Fletcher has also taken a severe pounding on this side of the Tasman as the construction business was not allowed to operate during the lockdown.
Managing director Ross Taylor says the most important thing now is how to get back to that balance between the management of the health situation and the management of the economy, "What happens next is far more important than what's been." And that is the point.
In a somewhat schizoid session in Parliament on Thursday — where the Deputy PM essentially danced a pas de deux with himself — he finally settled on the admission that "blind ideology" was the sticking point.
Standing in for Ardern, he was asked, "Does she agree with the Rt Hon Winston Peters that NZ has been in lockdown for 'far too long' and needs to be at level 1 now with a transtasman bubble already operating and if so, what steps will she take to advance that?"
On Ardern's behalf he replied, "Now, I do agree with the Deputy Prime Minister [that] there were 'different opinions, particularly expressed by the likes of members of New Zealand First around the pace of moving into level 1'."
The Coalition has always been in lockstep on the direction of travel ever since Covid-19 hit our shores, but it's fair to say that the Deputy Prime Minister is very keen to see us move to alert level 1 and establish a transtasman bubble as of yesterday.
The following truncated exchange got to the heart of the issue.
Hon Nikki Kaye: "Has the Foreign Minister advocated to her or to the Cabinet to proceed faster around the transtasman bubble?"
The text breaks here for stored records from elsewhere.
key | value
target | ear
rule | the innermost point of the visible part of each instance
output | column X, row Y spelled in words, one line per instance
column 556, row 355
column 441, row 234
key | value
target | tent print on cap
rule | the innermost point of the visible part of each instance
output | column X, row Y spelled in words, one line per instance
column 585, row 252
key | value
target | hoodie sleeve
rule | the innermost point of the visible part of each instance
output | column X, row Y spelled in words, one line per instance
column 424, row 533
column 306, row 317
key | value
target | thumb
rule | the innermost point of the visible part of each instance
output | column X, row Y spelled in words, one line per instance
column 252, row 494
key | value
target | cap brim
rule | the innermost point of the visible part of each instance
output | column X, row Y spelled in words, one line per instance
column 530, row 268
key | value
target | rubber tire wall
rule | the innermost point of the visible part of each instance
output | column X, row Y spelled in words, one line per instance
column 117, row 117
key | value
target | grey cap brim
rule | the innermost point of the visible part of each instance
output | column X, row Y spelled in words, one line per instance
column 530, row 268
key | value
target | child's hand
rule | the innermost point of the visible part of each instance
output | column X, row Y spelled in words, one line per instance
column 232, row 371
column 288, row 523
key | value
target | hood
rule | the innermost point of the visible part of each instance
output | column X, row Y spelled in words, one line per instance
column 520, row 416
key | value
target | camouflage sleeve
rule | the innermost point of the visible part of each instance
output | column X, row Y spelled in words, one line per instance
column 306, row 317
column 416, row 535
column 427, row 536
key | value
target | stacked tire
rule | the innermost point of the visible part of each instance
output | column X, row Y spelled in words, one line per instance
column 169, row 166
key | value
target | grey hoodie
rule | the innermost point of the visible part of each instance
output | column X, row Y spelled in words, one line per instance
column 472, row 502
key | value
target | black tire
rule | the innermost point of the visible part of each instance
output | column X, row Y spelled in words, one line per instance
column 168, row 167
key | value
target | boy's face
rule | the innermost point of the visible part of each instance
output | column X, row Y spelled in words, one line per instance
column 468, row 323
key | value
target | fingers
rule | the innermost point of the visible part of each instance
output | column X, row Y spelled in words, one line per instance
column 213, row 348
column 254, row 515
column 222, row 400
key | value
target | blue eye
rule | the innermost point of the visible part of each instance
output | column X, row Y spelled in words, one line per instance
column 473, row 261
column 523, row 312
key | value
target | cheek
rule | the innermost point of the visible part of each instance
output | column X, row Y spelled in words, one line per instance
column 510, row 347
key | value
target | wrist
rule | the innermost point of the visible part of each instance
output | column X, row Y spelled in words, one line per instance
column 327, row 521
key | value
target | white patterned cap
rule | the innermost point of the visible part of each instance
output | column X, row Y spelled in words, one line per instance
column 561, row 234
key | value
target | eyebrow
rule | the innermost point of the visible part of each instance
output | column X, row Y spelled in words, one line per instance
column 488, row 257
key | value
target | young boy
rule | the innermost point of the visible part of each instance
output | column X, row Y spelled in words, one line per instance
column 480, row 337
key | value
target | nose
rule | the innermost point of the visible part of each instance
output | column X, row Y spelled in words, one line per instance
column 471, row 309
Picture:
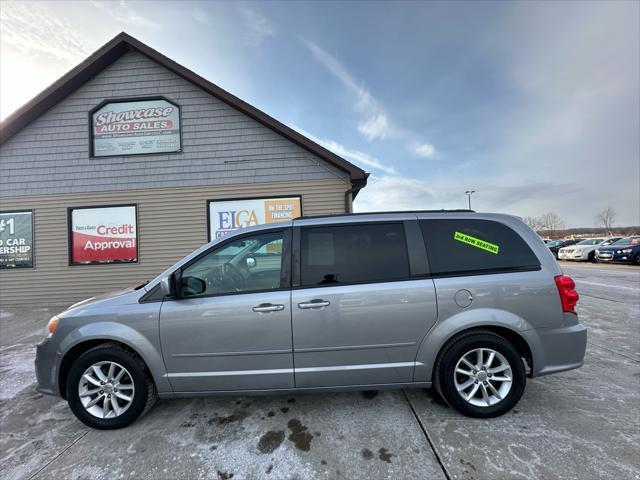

Rt Hon Winston Peters: "On behalf of the Prime Minister, take a wild guess."
Hon Nikki Kaye: "Has the Foreign Minister advocated a date by which time he would like to see the transtasman bubble established?"
Rt Hon Winston Peters: "On behalf of the Prime Minister, in one word: yesterday."
Hon Nikki Kaye: "What are the issues that are holding up the delivery of a transtasman bubble?"
Rt Hon Winston Peters: "On behalf of the Prime Minister, the reality is, and everyone has got their reasons for having their view, but it is the concern to ensure that the stellar record of defeating Covid-19 has, perhaps, a few more days of an unblemished record before people would be more comfortable with change. And that is a fair sentiment; whether we all agree with it is a different matter.
"What we need, of course, is the right ideology, or the lack of blind ideology, to take us as fast as possible out of it."